History of the Braemar Society

Back in 1815, the Braemar Highland Society quietly evolved and was created to ensure that community organizations would work together to make sure that communities would thrive. In the beginning, the fees were quite nominal at about 10 p initiation fee and 1 to 5 p every quarter. These membership costs would provide an allowance for participants after they turned 70 and also included provisions for sickness, death and a widow’s endowment. Many of these groups were started but only a few continued.

Braemar Highland Society

The Braemar Society, however, survived and created a formal constitution a year later filing a registration with the authorities and it is known as the most long standing friendly society in Scotland. The name was changed in 1826 to the Braemar Highland Society. They lent their name to a procession that was held annually in Braemar called the Wright’s Walk and that has now become the Braemar Gathering. The Society began to establish a prize award for the Gathering and ever since 1832 the event has grown each year. Royalty was known to participate at the event with Queen Victoria making her first appearance in 1848 and 18 years later suggested that the term Royal be added to the society’s name. The Society was provided with a patent for the Society in 1971 by the King of Arms and thus was bestowed with its own Coat of Arms.

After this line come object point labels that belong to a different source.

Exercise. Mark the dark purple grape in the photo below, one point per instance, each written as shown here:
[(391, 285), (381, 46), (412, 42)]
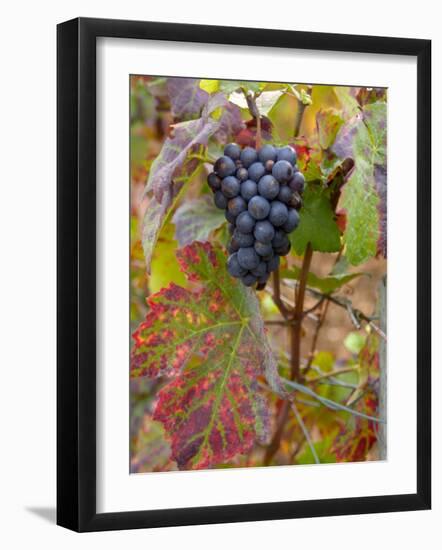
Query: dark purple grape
[(248, 258), (233, 151), (245, 223), (242, 174), (287, 153), (233, 246), (220, 200), (249, 279), (263, 249), (264, 231), (236, 205), (292, 221), (244, 240), (267, 152), (268, 187), (282, 171), (224, 167), (297, 183), (230, 187), (261, 270), (256, 171), (285, 194), (262, 281), (248, 156), (273, 264), (278, 214), (230, 217), (214, 182), (248, 189), (259, 207), (296, 201), (233, 266)]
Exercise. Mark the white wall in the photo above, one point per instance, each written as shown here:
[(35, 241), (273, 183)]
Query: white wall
[(27, 273)]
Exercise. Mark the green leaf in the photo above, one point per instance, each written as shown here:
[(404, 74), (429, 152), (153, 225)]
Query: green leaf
[(165, 268), (328, 122), (195, 219), (317, 223), (327, 285), (209, 86), (209, 341), (354, 341), (363, 138)]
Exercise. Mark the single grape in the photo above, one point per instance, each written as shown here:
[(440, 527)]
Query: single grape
[(233, 246), (248, 258), (263, 249), (224, 167), (267, 152), (262, 281), (261, 270), (220, 200), (285, 194), (230, 187), (292, 221), (233, 151), (244, 240), (233, 266), (282, 171), (283, 250), (287, 153), (280, 239), (273, 264), (278, 214), (295, 201), (236, 205), (249, 279), (256, 171), (231, 218), (248, 156), (268, 187), (214, 182), (245, 223), (297, 183), (242, 174), (259, 207), (264, 231), (248, 189)]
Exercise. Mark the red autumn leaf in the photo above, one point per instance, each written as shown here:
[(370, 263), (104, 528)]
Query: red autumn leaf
[(209, 340)]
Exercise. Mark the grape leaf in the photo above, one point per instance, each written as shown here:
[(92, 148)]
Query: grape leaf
[(186, 97), (195, 219), (327, 285), (185, 136), (363, 138), (328, 122), (210, 341), (150, 450), (153, 221), (317, 223)]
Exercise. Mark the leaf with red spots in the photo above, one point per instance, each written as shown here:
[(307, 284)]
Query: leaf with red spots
[(209, 340)]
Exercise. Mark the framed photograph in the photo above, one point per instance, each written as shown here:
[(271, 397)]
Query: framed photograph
[(243, 274)]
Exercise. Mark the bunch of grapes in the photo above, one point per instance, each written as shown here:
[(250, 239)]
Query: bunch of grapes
[(260, 192)]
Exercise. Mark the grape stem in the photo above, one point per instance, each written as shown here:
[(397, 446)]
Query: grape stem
[(254, 111), (295, 337)]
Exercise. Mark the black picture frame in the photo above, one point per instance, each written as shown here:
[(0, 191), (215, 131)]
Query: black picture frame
[(76, 274)]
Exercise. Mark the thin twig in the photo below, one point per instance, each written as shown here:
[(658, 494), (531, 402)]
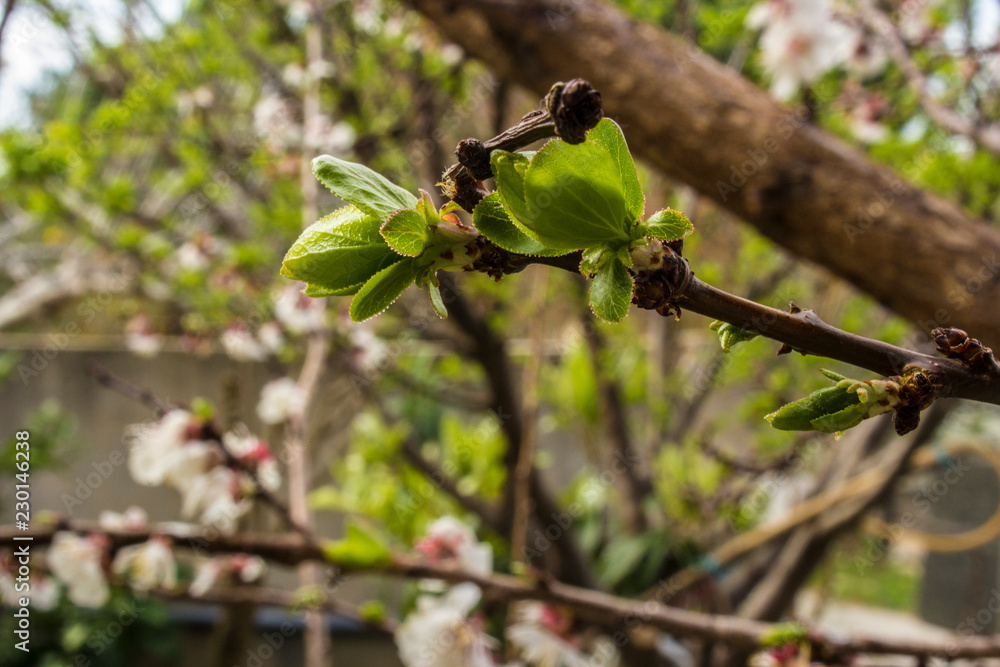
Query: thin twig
[(588, 604)]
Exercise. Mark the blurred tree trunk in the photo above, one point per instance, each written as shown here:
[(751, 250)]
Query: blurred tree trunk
[(703, 124)]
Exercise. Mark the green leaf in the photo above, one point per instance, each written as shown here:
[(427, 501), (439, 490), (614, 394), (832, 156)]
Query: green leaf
[(781, 634), (492, 221), (836, 377), (847, 418), (575, 197), (358, 550), (357, 184), (800, 415), (730, 335), (406, 232), (437, 303), (508, 173), (593, 259), (318, 291), (668, 225), (339, 252), (621, 557), (381, 290), (611, 292), (610, 137), (373, 611)]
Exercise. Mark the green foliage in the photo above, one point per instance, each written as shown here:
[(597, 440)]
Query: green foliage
[(340, 252), (357, 184), (406, 232), (730, 335), (491, 219), (611, 291), (668, 225), (575, 197), (69, 635), (837, 408), (52, 438), (359, 549), (781, 634), (382, 289)]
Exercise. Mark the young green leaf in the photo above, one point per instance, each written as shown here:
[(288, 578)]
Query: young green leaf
[(382, 289), (575, 198), (508, 172), (340, 251), (437, 303), (730, 335), (611, 291), (318, 291), (406, 232), (594, 258), (668, 225), (781, 634), (610, 136), (357, 184), (838, 408), (359, 549), (800, 415), (492, 221)]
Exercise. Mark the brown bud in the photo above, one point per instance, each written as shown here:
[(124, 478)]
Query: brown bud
[(475, 157), (905, 419), (575, 107)]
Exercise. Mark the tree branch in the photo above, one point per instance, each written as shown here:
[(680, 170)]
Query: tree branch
[(700, 122)]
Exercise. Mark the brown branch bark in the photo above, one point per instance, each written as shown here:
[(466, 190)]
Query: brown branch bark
[(701, 123)]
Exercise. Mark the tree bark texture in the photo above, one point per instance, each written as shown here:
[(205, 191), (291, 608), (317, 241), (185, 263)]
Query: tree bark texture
[(703, 124)]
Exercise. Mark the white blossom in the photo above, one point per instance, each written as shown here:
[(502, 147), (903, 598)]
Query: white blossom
[(270, 337), (801, 41), (133, 518), (280, 400), (205, 577), (214, 499), (154, 448), (148, 565), (298, 313), (77, 563), (247, 567), (240, 345), (541, 635), (438, 633), (448, 539), (43, 593), (256, 455), (140, 338)]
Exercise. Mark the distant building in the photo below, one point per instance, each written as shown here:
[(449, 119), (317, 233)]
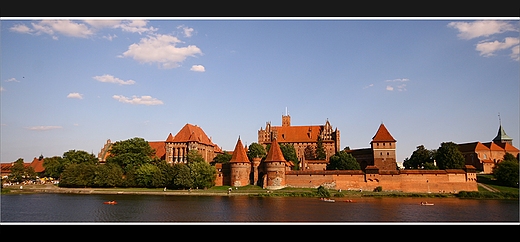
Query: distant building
[(175, 148), (380, 155), (304, 138), (484, 156)]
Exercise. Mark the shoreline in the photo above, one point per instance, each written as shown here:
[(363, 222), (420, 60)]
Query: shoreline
[(295, 192)]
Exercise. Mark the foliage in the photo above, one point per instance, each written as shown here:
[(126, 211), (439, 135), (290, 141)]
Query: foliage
[(148, 175), (255, 150), (323, 192), (320, 150), (343, 161), (78, 175), (448, 156), (130, 154), (421, 159), (506, 171), (289, 153), (20, 173), (222, 158), (108, 175), (54, 166), (78, 157)]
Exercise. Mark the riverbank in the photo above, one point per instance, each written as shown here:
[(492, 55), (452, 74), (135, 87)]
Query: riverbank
[(250, 191)]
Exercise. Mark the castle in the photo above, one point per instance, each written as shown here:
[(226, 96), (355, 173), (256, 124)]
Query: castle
[(378, 162)]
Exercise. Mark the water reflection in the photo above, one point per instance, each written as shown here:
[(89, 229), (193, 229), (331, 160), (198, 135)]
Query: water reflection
[(143, 208)]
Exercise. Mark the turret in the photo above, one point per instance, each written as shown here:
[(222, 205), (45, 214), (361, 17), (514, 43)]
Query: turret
[(240, 166), (275, 166)]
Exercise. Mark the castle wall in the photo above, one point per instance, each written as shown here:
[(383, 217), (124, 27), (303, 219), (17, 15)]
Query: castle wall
[(415, 181)]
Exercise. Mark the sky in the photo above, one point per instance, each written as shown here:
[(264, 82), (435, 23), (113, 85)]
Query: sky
[(73, 83)]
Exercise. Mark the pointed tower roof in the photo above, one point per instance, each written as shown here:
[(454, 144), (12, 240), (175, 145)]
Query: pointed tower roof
[(170, 138), (382, 135), (275, 153), (239, 154), (502, 136)]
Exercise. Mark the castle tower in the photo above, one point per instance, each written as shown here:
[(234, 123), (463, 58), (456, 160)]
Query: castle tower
[(502, 137), (240, 166), (383, 148), (275, 167)]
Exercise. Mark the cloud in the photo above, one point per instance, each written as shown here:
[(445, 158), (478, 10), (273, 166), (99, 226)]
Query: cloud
[(43, 128), (400, 84), (144, 100), (488, 28), (75, 95), (53, 27), (12, 80), (488, 48), (112, 79), (198, 68), (161, 49), (188, 32), (483, 28)]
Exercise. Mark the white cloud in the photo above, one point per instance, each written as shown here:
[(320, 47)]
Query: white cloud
[(188, 32), (136, 26), (398, 80), (198, 68), (43, 128), (488, 48), (64, 27), (144, 100), (75, 95), (12, 80), (483, 28), (112, 79), (161, 49), (21, 28)]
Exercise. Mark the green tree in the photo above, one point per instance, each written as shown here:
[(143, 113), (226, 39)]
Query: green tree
[(130, 154), (54, 166), (222, 158), (78, 175), (79, 156), (343, 161), (21, 173), (148, 175), (320, 150), (108, 175), (289, 153), (421, 159), (448, 156), (255, 150), (323, 192), (506, 171)]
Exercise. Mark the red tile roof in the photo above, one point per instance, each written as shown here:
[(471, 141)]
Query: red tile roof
[(275, 153), (382, 135), (240, 154), (159, 147), (191, 133)]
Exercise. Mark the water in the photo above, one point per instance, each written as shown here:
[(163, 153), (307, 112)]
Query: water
[(72, 208)]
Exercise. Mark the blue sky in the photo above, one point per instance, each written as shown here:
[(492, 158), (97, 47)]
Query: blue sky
[(70, 83)]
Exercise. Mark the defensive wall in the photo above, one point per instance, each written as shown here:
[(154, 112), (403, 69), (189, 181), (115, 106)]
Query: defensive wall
[(435, 181)]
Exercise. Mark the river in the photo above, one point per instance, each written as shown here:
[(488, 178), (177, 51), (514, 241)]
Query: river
[(78, 208)]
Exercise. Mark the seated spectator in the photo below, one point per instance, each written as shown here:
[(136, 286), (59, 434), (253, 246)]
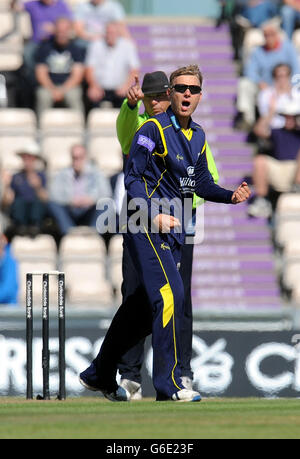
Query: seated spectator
[(273, 97), (75, 191), (111, 65), (92, 17), (290, 14), (281, 171), (27, 195), (43, 14), (258, 72), (9, 287), (257, 11), (243, 15), (60, 70)]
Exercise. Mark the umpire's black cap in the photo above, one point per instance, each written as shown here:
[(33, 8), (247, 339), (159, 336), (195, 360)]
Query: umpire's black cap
[(155, 83)]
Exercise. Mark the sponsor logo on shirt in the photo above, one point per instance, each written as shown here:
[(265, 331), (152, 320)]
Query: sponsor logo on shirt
[(146, 142)]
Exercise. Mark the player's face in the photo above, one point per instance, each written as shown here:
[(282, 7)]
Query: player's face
[(184, 100), (156, 103)]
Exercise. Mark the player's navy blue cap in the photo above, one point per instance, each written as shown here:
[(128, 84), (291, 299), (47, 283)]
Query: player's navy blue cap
[(155, 83)]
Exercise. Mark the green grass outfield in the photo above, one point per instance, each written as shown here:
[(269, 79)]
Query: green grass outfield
[(99, 418)]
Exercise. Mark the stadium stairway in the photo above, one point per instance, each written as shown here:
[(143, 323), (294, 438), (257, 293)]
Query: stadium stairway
[(234, 266)]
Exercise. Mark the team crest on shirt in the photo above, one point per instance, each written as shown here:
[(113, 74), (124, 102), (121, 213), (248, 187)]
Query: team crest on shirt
[(165, 246), (146, 142)]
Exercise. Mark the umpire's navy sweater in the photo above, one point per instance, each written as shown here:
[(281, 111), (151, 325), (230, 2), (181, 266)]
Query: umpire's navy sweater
[(167, 162)]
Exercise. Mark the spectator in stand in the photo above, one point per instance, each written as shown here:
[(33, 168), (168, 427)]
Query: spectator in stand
[(60, 70), (28, 193), (8, 274), (273, 97), (91, 19), (256, 12), (75, 191), (290, 14), (258, 72), (281, 171), (243, 15), (112, 64), (43, 14)]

The Gathering was forced to be cancelled due to political conditions for a number of years but it was soon re-established and has been consistently run by the Society each year and the Royal Family attends on a regular basis. There are many cherished events occurring at the Gathering and the foot races are among the oldest, happening yearly since 1832.
The Braemar Royal Highland Charity was established in 2006 and owns all property of the parent Society. The aim of the Charity is to engage in leisure and recreational services for the public and to administer the organization of the Gathering. The Charity engages deeply in supporting the community and ensuring the further development of aspects of education with regard to Scottish heritage, tradition, culture and sport that benefit the population at large and honour the history of the people.

Funding for the Charity comes solely from the profits that are gathered from fees, sponsorships and donations to the Braemar Gathering. With these funds, they manage a beautiful 12 acre public park, as well as a class for Highland dancing. It also helps to organise local pipe bands that play regularly in the village each summer and it makes regular donations to local charities.

The Charity is always in the process of raising funds to support different initiatives such as providing trophies at the Highland events, paying for the facilities to host the classes and events and supporting Gathering Day. The Society encourages anyone that is able to help by financially supporting these and other projects that serve to enhance the social atmosphere of the community.